Ballmer backs software to link at-risk kids to food, tutoring
(Bloomberg) -- Former Microsoft Corp. Chief Executive Officer Steve Ballmer is backing a project to give schools and social service workers technology to find and predict when kids need help like food aid, after-school care and tutoring.
Ballmer and his wife Connie, who together founded the Ballmer Group to fight poverty among children and families, are investing $59 million over five years for a stake in Austin-based Social Solutions, which is owned by Vista Equity Partners. The cash will help fund the software developer and set up projects in 20 cities that will connect the company’s Apricot software to school data on things like attendance and grades.
The software is similar to the kind of customer-management programs that companies like Salesforce.com and Microsoft Corp. sell to corporate clients, but it’s designed to help school officials and social workers provide services to kids, Ballmer said. Salesforce’s philanthropic arm is also working on a similar program, Ballmer said.
“You want to do analytics like ‘OK, what is it we should do to help this kid? Or how do we help this family help this kid,’” Ballmer said in an interview. Many government agencies still use paper, files and Post-It notes, or software programs that can’t talk to schools, other agencies or charity organizations. Ballmer smoothed out a blueprint-sized piece of paper that’s a diagram of what he saw on the wall at the local King County Department of Mental Health—hundreds of sticky notes in a variety of colors tracking things like different types of programs for various ages.

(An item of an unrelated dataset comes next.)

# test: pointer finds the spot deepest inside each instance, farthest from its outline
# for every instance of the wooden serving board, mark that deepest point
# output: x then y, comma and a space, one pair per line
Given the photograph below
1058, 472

Social Solutions’ Apricot can monitor school data and use algorithms to determine which students are doing well and may need accelerated programs and which students may be at risk for falling behind or dropping out. The software combs the resources available in local nonprofits and suggests services such as tutoring, after-school care or meal support.
“The software will be able to make recommendations and actually facilitate the referrals within the program,” said Social Solutions CEO Kristin Nimsger. Some of the company’s current Apricot customers include the Institute for Public School Initiatives at the University of Texas at Austin and the YMCA of Seattle.

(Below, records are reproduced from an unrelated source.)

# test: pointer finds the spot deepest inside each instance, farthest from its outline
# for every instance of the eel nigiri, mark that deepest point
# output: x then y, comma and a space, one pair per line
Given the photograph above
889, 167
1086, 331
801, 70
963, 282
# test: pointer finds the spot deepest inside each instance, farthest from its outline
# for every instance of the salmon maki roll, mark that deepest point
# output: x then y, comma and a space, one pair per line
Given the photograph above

The Ballmers are focusing their philanthropy on programs that provide chances to pull children and families out of poverty. However, to build this kind of software requires a for-profit company rather than donations to nonprofits, Steve Ballmer said.
In 2015, one year after Ballmer left Microsoft, Connie asked him to find a solution to an issue that had cropped up in an earlier project. She was part of a committee trying to bring technology to Washington State’s child welfare offices, replacing boxes of case files. The committee opted to build a bespoke software system called OLIVER and the Ballmers gave $9 million to fund it.

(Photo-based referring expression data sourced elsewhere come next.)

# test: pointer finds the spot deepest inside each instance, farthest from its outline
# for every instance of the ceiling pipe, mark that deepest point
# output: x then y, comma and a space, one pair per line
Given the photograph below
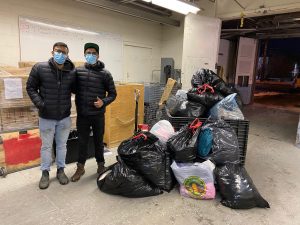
130, 12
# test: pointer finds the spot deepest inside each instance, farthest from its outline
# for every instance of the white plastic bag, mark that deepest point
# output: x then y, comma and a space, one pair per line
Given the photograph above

The good news: caseworkers from Seattle to Spokane loved it. The bad: because it was a custom system, broadening it to more agencies and adding more features had to be done from scratch as well. The price tag cited was $50 million to $200 million. To do it, “you were basically starting a software company,” Connie Ballmer said, so they pulled the plug. She asked Steve to find a better way now that nonprofits are spending some of their precious resources on technology.
“There’s just a lack of money in this sector,” Connie Ballmer said. “Ten years ago investing some of your incredibly precious money into data or tech would have been nice but nobody could afford it. Now it’s mission critical so they are making room for it.”
That led the Ballmers to the investment in Social Solutions, they said.